Until then, good gaming!

Thursday, May 25, 2006

Top 5 Influential Cards from EOTS: #3

Card number 3 is one of those player designed ones. I really hope you like the art on this card, because it's going to be all over the place. I mean literally everywhere. This card is so amazingly useful in so many decks that you'll be sick of the sight of it. That's why I've chsen it as influential - it's sheer versatility is enough to have a considerable impact on the game.

I'm talking, of course, about Prolong the Fight.

This is easily one of the most powerful cards in the set. Now, I could wax lyrical about why I think this card is so great, and believe me, that would take a very long time, but I'm sure you can figure that out for yourselves. (Actually, if anyone is in any doubt why, ask and I'll explain.) Instead, I'll spare you that and explain just how many decks I see this popping up in.

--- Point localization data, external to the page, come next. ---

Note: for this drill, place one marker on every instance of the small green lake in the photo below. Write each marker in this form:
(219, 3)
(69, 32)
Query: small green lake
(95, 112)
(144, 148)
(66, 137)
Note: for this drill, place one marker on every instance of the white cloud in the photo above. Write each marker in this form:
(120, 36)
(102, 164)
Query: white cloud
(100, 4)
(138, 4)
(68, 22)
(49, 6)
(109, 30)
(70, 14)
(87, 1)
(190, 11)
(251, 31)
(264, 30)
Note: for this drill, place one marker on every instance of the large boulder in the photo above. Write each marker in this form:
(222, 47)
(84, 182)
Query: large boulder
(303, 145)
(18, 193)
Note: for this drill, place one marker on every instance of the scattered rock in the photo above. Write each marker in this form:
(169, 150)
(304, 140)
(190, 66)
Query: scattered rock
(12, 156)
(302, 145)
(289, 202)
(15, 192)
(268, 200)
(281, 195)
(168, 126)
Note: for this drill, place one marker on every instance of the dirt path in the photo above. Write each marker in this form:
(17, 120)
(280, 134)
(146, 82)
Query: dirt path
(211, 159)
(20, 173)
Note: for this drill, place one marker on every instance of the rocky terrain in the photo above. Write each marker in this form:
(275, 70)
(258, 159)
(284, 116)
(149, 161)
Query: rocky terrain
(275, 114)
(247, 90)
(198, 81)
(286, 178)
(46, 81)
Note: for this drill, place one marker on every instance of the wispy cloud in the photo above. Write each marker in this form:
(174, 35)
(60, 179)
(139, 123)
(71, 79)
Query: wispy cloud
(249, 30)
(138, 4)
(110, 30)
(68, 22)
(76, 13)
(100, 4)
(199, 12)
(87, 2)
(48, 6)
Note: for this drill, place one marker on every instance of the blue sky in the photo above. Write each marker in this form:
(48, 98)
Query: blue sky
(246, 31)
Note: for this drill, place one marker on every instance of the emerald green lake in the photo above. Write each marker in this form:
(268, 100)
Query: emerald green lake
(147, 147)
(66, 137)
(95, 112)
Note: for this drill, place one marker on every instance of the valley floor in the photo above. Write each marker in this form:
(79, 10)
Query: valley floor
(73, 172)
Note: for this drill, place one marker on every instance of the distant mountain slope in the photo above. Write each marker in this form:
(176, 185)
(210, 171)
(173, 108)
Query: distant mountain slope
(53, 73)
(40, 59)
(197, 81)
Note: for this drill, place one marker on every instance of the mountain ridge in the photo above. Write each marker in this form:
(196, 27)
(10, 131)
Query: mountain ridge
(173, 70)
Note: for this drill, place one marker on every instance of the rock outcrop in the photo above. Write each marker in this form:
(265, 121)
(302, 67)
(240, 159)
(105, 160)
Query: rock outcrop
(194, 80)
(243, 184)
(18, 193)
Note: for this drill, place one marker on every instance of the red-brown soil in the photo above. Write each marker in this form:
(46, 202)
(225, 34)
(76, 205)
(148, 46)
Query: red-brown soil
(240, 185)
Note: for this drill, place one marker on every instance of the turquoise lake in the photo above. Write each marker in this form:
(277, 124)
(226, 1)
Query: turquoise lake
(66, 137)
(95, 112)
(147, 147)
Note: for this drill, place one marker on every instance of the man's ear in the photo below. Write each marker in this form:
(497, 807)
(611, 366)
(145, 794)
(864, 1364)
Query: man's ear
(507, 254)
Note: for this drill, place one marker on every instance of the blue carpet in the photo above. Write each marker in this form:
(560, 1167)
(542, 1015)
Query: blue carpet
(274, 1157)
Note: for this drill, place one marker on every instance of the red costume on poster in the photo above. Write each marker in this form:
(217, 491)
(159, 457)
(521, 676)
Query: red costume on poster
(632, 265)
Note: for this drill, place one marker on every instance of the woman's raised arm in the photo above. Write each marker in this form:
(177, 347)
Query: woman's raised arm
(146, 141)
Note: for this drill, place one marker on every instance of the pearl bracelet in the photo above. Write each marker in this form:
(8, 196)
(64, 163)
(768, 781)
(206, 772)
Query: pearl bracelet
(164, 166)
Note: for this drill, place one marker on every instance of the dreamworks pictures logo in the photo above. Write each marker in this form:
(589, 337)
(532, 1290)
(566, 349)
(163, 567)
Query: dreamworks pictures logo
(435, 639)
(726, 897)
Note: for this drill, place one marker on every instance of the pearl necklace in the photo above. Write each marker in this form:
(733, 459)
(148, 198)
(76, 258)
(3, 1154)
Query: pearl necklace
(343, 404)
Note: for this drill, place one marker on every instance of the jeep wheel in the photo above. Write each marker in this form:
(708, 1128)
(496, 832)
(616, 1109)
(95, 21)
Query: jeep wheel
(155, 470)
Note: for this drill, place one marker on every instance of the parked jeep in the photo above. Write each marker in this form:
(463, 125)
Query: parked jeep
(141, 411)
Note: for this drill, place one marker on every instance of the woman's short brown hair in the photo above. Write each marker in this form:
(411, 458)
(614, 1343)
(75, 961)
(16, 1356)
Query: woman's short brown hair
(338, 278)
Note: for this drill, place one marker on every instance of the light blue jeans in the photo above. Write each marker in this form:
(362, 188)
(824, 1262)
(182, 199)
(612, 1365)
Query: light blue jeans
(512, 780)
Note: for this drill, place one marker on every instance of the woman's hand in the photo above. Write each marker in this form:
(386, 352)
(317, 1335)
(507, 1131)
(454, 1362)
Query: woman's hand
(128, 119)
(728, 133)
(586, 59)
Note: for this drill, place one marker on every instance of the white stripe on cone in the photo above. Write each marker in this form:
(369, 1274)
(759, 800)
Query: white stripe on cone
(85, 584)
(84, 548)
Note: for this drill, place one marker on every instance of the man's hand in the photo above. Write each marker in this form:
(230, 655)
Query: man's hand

First of all, virtually every Dwarf deck in the game will play this card. It's an automatic include for any Cleric Warlord in the stunty faction, and will provide a considerable boost for multiclass Cleric/Fighter's like Valhala Abyssbane and The Broken Earth (who, by the way, is getting a considerable number of tricks from this set, possibly enough to elevate him to the status of a half decent Warlord.) It's also going to appear in a lot of non-cleric Dwarf decks like Duty and Nitesh Imaran, both of whom would really appreciate being readied but have lower level characters out in case they haven't got a level 4 Cleric hanging around.

However, the reason that I like this card so much is that it fits in a whole bunch of other factions. Last Friday I got to face what feels like the millionth incarnation of Laurence's Ichaerus deck, which is starting a Yanthorine to cast Prolong the Fight to ready Papa Netheryn. It's also going to fit really nicely in a lot of Albrecht decks, many of which run backup level clerics to ready everyone's favourite angel. Basically, any deck that plays level 3 or 4 heavy hitters and has access to, or starts Clerics should take a long hard look at this card.

And everybody else, prepare to take an awful lot of looks at this card. It's going to be around for ages.